---
name: cuda-gpu-ops
description: >
  Deep GPU/CUDA operational intuition — nvidia-smi/dcgm fields, NCCL
  tuning, MIG vs MPS, NVLink/InfiniBand/GPUDirect, Nsight profiling,
  Xid/ECC diagnosis, Hopper/Blackwell specifics. Load when debugging
  cluster-level GPU issues, distributed-training hangs, multi-tenant
  sharing, interconnect sizing, or architecture tuning. Skip for
  training-loop authoring, model architecture, dataloader perf, or
  ROCm/Gaudi. Triggers on: "nvidia-smi", "DCGM_FI_PROF",
  "NCCL_TOPO_FILE", "MIG", "NVLink", "GPUDirect RDMA", "nsys", "Xid",
  "ECC row remapping", "TMA", "FP8", "Hopper", "Blackwell".
---

# GPU/CUDA Operational Guide

Concise operational pointers for cluster-level GPU debugging, distributed training, and architecture-specific tuning.

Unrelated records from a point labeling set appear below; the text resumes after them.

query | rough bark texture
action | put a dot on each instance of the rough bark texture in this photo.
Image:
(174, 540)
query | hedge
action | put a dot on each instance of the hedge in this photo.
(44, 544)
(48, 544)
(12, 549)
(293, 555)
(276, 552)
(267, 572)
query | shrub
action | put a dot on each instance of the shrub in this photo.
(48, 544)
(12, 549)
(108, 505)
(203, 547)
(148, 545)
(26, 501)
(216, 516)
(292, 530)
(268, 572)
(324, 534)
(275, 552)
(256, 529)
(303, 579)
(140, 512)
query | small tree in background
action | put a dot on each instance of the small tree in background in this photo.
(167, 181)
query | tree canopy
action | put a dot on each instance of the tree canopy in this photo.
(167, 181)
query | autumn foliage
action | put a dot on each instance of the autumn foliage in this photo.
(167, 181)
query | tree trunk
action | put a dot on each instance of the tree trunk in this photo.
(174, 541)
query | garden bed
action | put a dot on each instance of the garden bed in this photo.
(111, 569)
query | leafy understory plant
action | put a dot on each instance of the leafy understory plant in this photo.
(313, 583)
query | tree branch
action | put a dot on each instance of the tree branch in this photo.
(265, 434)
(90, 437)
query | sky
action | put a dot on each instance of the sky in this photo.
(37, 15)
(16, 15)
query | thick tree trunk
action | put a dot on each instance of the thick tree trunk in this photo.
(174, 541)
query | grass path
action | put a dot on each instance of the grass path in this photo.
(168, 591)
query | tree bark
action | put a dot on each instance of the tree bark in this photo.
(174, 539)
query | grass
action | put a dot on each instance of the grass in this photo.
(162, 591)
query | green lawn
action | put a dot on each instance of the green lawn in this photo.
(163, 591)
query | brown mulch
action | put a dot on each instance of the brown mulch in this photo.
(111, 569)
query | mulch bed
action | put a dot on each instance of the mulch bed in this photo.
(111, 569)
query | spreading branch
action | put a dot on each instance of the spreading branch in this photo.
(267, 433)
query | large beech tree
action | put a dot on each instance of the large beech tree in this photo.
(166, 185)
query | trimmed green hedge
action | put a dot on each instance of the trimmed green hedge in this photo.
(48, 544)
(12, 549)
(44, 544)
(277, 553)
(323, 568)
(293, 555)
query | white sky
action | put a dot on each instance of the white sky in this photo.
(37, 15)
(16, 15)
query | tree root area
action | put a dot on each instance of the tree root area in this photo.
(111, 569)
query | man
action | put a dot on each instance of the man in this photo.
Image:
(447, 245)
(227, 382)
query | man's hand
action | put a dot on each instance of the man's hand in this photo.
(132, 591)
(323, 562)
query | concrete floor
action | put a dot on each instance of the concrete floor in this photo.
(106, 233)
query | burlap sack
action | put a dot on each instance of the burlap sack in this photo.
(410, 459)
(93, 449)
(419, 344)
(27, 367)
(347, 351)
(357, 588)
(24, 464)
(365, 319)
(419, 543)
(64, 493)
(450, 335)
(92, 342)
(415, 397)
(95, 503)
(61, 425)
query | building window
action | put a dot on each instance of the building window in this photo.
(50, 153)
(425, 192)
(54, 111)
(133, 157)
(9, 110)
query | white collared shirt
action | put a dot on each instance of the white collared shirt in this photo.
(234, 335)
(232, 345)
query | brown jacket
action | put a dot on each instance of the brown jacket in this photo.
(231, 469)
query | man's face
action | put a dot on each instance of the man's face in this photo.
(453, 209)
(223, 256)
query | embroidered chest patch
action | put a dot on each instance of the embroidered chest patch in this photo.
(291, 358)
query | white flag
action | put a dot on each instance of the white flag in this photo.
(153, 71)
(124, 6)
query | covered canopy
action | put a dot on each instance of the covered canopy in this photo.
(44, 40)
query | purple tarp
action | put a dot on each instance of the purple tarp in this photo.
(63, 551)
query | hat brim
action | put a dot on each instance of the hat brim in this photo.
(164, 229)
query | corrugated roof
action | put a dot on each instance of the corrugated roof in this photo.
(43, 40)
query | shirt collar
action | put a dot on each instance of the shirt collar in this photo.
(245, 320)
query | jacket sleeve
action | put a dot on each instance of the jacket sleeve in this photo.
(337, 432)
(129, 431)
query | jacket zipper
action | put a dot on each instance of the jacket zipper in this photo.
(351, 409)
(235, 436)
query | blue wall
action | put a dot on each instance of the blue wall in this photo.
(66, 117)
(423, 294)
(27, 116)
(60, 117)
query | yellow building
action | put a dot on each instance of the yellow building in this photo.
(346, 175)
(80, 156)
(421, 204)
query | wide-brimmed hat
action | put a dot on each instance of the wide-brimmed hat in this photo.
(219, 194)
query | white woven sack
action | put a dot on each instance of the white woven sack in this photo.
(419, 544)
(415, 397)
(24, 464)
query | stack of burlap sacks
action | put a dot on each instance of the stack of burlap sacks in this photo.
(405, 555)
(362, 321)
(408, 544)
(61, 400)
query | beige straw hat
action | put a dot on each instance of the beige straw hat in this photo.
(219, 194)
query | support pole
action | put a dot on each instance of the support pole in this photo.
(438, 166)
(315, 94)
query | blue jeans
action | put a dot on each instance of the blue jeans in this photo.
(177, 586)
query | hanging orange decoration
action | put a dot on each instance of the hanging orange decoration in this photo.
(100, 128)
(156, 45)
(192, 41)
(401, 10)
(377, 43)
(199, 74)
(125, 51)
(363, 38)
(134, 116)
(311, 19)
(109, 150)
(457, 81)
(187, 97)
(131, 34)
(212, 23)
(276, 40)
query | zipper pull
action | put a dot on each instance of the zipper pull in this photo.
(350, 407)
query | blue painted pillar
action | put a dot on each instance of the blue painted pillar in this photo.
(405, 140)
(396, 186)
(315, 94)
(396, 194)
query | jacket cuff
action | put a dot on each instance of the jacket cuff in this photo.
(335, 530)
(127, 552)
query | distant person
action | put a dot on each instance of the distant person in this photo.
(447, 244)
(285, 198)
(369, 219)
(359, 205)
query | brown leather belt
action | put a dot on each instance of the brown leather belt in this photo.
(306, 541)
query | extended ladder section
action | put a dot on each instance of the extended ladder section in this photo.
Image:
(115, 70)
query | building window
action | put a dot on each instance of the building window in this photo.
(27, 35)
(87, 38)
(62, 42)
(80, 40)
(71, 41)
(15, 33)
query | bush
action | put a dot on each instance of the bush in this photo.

Assumes you already know that GPUs run kernels, that CUDA exists, and basic CUDA programming concepts. This skill covers the **operational layer** — the parts models tend to gloss over: what `nvidia-smi` numbers actually mean, NCCL knobs and topology, MIG/MPS/streams decisions, interconnect sizing, profiling, power/thermal/ECC, Xid forensics, and Hopper/Blackwell specifics — current as of late 2025/early 2026.

## When to use

Load when the question is about:
- "GPU at 100% util but slow" — the classic memory-bound vs compute-bound trap
- Multi-node distributed training that hangs, stalls, or runs at fraction of expected throughput
- Choosing between MIG / MPS / time-slicing for a Kubernetes/Slurm GPU pool
- Sizing or selecting interconnect (NVLink vs PCIe vs InfiniBand) for a new cluster
- Reading `dmesg` / journal for `NVRM: Xid` and deciding "RMA the card or reboot"
- Power/thermal capping a node for thermal headroom or PSU constraints
- Profiling a PyTorch/JAX step and deciding whether the bottleneck is kernel, memcpy, or Python
- Triaging "CUDA OOM" with significant `reserved` headroom (fragmentation)
- Enabling FP8/FP4 paths on Hopper/Blackwell and validating numerics
- Designing a CUDA-stream graph and avoiding accidental serialization through stream 0
- Debugging GPUDirect RDMA / `nvidia-peermem` failures on a new IB fabric
- Building a Prometheus dashboard with the right metrics (saturation, not utilization)
- Validating that a multi-tenant inference service has no noisy-neighbor SM contention
- Hardening a long-running training job against silent ECC corruption

**Do NOT load** for: model architecture or dataset pipelines without a GPU-systems angle, plain PyTorch/TF API questions, AMD ROCm / Intel Gaudi / Apple MPS, cost/billing comparisons.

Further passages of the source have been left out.